60. methods according to claim 58 or 59, wherein said revSuR has the sequence iden of at least 80%, 85%, 90% or 95% with the arbitrary polypeptide shown in any one of SEQIDNO:412-419, and wherein said polypeptide also comprises the sudden change of at least one stabilization removal.

61. methods according to claim 58,59 or 60, wherein said stabilization removal sudden change comprises that described L17G suddenlys change, described G96R suddenlys change, or their arbitrary combination.

62. methods according to any one of claim 58 to 61, wherein said first promotor is Ligands response promotor.

63. methods according to claim 62, wherein said Ligands response promotor comprise at least one, two or three homology operator genes for described revSuR.

64. methods according to any one of claim 58 to 63, wherein said homology operator gene comprises tet operator gene.

65. methods according to any one of claim 58 to 64, wherein said SU part comprises that pyrimidyl sulfonyl urea compound, triazinyl sulfonyl urea compound, thiadiazolyl group carbamide compounds, chlorine sulphur are grand, ethametsulfuron, thifensulfuronmethyl, metsulfuronmethyl, sulfometuronmethyl, tribenuron-methyl, chlorimuronethyl, nicosulfuron or rimsulfuron compound.

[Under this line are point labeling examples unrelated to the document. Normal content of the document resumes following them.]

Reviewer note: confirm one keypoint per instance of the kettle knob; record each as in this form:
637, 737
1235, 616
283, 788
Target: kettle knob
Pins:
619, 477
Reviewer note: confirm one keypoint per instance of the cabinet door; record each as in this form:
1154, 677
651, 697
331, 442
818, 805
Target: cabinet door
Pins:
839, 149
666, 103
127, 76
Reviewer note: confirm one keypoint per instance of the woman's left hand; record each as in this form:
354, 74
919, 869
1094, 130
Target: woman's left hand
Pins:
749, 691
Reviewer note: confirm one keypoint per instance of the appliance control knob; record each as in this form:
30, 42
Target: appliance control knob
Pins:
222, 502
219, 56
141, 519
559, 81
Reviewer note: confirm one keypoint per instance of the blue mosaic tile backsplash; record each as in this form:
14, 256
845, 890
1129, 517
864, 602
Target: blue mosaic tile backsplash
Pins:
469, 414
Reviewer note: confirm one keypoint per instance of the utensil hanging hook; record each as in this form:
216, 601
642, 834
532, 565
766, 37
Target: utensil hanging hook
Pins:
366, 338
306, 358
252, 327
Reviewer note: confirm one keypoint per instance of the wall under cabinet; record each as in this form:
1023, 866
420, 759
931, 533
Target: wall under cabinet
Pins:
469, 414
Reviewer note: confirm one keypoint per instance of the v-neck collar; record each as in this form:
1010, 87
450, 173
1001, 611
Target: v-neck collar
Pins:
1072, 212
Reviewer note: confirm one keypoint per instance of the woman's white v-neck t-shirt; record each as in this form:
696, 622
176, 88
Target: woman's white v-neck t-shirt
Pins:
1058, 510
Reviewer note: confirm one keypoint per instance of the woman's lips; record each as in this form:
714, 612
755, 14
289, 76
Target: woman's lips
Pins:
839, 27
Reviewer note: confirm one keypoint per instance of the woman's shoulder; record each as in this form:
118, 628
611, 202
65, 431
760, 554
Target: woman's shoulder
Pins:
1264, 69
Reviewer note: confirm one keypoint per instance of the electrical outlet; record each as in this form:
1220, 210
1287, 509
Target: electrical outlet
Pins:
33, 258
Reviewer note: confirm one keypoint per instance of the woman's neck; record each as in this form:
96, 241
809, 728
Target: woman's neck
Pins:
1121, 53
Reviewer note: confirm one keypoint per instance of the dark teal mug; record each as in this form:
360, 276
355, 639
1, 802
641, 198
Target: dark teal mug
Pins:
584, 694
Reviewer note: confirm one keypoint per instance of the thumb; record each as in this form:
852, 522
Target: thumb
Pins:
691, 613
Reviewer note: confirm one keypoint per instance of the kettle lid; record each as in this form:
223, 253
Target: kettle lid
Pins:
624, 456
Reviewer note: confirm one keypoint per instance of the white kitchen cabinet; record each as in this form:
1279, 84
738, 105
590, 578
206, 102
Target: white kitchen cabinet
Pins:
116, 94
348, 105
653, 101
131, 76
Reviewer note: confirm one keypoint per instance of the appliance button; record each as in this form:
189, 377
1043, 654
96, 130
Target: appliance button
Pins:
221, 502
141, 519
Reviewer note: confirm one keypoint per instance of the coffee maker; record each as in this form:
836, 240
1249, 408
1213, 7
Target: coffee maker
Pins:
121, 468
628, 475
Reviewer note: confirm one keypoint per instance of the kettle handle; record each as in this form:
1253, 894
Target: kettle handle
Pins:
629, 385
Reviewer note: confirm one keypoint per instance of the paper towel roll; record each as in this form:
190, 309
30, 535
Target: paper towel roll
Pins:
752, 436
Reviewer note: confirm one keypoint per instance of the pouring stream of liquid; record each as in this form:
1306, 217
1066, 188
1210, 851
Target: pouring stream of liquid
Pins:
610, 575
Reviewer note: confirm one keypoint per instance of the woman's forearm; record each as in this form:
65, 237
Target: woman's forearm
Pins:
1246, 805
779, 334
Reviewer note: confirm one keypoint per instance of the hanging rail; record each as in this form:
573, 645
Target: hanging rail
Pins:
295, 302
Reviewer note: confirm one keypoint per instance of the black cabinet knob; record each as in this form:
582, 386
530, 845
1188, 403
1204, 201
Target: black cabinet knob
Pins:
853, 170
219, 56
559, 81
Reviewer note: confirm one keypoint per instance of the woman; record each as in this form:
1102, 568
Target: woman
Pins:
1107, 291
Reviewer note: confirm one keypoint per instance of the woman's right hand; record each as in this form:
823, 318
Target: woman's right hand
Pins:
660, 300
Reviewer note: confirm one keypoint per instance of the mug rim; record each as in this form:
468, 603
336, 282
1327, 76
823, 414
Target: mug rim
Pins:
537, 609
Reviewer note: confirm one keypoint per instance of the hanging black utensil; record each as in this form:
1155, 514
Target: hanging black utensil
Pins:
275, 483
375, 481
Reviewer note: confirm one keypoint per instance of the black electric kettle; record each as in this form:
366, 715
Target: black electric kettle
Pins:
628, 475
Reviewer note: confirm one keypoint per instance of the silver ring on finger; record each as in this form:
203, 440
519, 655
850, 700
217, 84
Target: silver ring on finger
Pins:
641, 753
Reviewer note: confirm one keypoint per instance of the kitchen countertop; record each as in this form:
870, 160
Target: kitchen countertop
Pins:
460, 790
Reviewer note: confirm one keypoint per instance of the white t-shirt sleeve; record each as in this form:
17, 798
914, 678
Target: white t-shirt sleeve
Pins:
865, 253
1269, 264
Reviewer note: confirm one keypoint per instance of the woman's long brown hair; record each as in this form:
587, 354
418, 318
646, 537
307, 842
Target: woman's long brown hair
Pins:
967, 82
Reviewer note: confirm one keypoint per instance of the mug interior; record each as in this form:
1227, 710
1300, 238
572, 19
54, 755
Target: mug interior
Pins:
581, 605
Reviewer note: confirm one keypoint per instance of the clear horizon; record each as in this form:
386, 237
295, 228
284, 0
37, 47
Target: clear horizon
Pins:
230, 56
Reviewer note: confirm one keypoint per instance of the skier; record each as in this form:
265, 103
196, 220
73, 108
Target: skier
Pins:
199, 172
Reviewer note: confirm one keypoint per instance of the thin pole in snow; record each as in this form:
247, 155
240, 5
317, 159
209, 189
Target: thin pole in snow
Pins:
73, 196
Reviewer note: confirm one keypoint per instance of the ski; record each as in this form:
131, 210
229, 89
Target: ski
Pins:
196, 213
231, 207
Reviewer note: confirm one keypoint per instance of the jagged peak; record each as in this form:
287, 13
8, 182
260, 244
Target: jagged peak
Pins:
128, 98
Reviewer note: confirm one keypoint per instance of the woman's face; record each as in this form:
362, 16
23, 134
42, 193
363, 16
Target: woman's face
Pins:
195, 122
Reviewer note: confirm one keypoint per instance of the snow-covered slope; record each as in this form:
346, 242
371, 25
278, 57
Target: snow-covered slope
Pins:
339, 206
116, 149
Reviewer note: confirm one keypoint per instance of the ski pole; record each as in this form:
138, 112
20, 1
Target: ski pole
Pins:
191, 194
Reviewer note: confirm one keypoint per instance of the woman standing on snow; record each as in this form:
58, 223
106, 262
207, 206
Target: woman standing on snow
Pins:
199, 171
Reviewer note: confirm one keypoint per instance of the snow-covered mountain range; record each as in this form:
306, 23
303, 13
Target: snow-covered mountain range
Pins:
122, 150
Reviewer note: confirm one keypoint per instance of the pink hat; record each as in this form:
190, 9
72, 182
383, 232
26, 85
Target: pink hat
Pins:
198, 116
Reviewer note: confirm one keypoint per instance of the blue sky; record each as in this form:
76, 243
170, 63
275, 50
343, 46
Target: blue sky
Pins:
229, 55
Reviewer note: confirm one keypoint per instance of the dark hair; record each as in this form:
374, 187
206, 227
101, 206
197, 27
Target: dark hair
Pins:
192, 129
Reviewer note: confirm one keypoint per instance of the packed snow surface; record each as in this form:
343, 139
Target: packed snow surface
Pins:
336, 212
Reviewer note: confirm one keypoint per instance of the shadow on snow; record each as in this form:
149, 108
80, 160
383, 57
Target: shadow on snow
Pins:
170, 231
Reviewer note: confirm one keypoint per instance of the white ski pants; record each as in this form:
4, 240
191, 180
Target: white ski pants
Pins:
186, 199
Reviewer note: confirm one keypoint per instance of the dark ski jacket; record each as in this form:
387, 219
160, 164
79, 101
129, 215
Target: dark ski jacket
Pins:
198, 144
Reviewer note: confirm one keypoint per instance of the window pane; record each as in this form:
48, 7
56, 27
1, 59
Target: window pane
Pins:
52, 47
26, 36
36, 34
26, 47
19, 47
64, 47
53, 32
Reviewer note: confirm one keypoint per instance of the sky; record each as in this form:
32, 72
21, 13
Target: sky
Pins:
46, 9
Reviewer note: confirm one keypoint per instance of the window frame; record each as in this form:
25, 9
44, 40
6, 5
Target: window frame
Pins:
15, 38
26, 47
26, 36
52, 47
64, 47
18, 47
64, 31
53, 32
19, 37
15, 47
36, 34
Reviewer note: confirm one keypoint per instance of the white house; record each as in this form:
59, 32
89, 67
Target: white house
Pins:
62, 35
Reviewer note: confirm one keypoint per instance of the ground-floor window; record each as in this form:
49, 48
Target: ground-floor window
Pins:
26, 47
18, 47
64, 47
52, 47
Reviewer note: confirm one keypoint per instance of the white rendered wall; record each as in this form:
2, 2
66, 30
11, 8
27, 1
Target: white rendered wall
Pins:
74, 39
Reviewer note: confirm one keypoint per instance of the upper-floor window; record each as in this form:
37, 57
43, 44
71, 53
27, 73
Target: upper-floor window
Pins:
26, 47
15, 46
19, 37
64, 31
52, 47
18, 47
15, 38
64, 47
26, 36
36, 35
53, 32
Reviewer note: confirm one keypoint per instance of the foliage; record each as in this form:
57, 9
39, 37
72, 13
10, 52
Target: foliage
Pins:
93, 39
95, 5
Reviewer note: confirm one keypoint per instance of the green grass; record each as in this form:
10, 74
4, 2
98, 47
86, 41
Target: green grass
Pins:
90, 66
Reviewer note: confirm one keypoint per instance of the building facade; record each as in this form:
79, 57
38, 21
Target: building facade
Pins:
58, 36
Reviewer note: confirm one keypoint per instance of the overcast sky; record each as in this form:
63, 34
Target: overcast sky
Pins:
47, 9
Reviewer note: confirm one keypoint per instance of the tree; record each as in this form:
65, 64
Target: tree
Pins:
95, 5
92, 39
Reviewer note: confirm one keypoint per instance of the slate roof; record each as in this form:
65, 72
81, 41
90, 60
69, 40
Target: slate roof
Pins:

66. methods according to any one of claim 58 to 65, wherein said cell is vegetable cell.

67. methods according to claim 66, wherein said vegetable cell is monocot plant cell or dicotyledonous plant cells.

68. methods according to claim 67, wherein said vegetable cell is from Zea mays, barley, grain, wheat, paddy rice, Chinese sorghum, rye, soybean, canola oil dish, clover, Sunflower Receptacle, safflower, sugarcane, tobacco, Arabidopis thaliana (Arabidopsis) or cotton.

69. methods according to any one of claim 66 to 68, wherein said vegetable cell is in plant.